Já no estabelecimento, vislumbram a cidade desconhecida e ainda deserta pelo vidro da porta fechada. Quando aberta, nós – como zombies, entramos por lá como se de uma corte de porcos de tratasse. Aos porcos, estes mais cabisbaixos que porcos, que encontramos pelos corredores, vamos ignorando a sua presença, ora conscientemente, ora inconscientemente. De cara fechada, no meio de murmúrios deselegantes, servimo-nos das coisas que por lá vendem. No balcão, habita o anónimo que connosco se cruza todos os dias. Não lhe conhecemos o nome, aliás, a sua morte, para nós, seria até irrelevante. Sem bom dia ou obrigado, pagamos o artigo com moedas mais caras que a semelhança que nos devia unir. Seguimos caminho. Eles, os da corte, ficam lá. Mais um dia. (…) Mais um zombie. Fossem somente essas as razões da tristeza que os assombra.
De todas as lojas, só as “dos chineses” não têm nome. O preconceito torna-nos mesquinhos. Faz de nós, racistas.

Os meus ouvidos costumam comer ilações reflectidas. Antes fossem irreflectidas. Mas não são. São sujas. São coisas como só vendem merda! ou eu não entro na loja dos chineses ou vêm ESTES para aqui dar cabo da economia. Aceito a opinião de todos, como todos, mas há coisas ferozes. O racismo deles é cruel. Engana-lhes a essência, ou, enganados, o espelho fita-lhes a sua real essência.

Ao patriotismo! – gritam os pseudo-patriotas, ou lá o que são. Eu, de patriota nada tenho e se tivesse não seguiria a estrada desses zombies, garantidamente. Eu sou de país nenhum. Nem do mundo sou. O mundo é que é de mim. Eu sou apenas das gentes, dos animais, das plantas. Do nome das terra, sirvo-me apenas. Vivêssemos todos assim e o bom dia e o obrigado seria cantado bem alto.

No país onde vivo, nada me espanta. Tenho pena de não haver mais multiculturalidade. Deixa-me triste desconhecer a relativização na maior parte dos indivíduos. Fico triste por ficarem tristes por partilhar um pedaço de terra chamado Portugal. O mundo são as pessoas e outros respirantes. Portugal é dos italianos, marroquinos, peruanos e chineses. O resto, para mim, são mesquinhices.
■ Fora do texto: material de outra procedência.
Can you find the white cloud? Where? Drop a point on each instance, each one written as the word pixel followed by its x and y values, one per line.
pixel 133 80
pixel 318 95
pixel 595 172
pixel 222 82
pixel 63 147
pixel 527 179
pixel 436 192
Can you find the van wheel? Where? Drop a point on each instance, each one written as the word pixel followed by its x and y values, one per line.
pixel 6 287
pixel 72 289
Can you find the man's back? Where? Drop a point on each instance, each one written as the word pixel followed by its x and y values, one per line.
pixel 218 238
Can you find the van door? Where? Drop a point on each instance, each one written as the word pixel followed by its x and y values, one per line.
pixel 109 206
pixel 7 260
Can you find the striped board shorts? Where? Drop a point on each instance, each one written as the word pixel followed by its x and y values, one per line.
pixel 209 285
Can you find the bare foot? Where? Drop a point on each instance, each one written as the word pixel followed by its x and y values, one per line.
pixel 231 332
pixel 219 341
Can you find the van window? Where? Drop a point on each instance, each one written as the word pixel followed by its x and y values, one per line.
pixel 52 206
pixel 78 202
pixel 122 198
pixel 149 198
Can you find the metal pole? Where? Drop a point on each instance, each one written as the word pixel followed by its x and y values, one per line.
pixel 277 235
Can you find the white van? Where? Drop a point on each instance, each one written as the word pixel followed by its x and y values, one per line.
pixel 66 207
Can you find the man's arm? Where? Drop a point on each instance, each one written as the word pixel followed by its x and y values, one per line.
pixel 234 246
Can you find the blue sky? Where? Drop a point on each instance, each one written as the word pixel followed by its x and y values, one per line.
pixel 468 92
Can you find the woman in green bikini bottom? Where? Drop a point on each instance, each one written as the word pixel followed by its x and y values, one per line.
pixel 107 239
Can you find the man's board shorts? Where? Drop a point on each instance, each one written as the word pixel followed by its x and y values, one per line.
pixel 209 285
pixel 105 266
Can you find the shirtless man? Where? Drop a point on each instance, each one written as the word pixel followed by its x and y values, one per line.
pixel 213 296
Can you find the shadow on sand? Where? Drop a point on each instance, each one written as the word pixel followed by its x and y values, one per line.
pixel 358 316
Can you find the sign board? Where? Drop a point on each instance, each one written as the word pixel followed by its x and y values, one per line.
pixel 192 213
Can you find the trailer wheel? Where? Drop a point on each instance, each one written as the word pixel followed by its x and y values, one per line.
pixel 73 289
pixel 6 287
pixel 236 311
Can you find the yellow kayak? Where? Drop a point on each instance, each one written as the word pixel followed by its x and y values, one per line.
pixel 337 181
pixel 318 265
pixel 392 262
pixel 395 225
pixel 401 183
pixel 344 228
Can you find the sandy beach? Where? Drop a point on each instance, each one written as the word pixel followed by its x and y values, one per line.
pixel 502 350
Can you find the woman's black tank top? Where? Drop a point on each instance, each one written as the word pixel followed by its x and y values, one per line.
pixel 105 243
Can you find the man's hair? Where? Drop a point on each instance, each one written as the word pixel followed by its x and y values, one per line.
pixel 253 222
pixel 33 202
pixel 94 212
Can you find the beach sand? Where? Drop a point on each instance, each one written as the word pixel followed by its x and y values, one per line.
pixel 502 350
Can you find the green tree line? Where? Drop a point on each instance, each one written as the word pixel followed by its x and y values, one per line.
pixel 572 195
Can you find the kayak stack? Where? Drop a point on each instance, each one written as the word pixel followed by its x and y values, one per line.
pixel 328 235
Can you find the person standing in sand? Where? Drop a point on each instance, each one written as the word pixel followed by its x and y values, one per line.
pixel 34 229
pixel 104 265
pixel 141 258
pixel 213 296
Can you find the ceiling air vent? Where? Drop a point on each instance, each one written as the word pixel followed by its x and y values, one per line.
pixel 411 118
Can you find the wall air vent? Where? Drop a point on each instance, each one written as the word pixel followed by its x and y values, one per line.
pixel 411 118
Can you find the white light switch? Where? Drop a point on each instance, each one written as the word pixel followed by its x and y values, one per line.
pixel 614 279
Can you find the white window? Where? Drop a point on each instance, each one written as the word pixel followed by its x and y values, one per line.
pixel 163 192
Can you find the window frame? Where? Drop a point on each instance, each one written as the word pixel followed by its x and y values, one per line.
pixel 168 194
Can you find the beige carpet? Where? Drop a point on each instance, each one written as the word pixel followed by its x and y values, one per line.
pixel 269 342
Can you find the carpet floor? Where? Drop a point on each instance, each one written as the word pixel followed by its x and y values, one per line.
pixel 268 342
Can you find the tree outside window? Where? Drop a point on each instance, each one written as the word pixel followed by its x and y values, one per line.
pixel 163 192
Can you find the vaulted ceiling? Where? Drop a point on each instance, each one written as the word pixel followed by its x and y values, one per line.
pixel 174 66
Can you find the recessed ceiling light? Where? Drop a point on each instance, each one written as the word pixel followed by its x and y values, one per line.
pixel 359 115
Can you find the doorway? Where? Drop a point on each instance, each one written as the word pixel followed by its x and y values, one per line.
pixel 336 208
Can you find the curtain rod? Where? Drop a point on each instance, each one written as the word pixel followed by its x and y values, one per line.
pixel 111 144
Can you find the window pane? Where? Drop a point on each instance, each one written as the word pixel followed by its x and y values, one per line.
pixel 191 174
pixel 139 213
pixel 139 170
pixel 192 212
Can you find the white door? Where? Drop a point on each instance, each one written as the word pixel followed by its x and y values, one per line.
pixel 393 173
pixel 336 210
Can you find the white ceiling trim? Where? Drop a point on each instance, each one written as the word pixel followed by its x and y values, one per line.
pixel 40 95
Bem sei que temos tendência para o desaforo, para bater no cego, para pontapear o magoado, mas um dia, o dia será real. É deveras importante perceber a intensidade dos silêncios oferecidos aos menores, aos socialmente inferiores. Isso é matéria de um passado distante. Amanhã vou dizer bom dia e obrigado ao meu semelhante, aliás, vou até cumprimentar as pedras da calçada.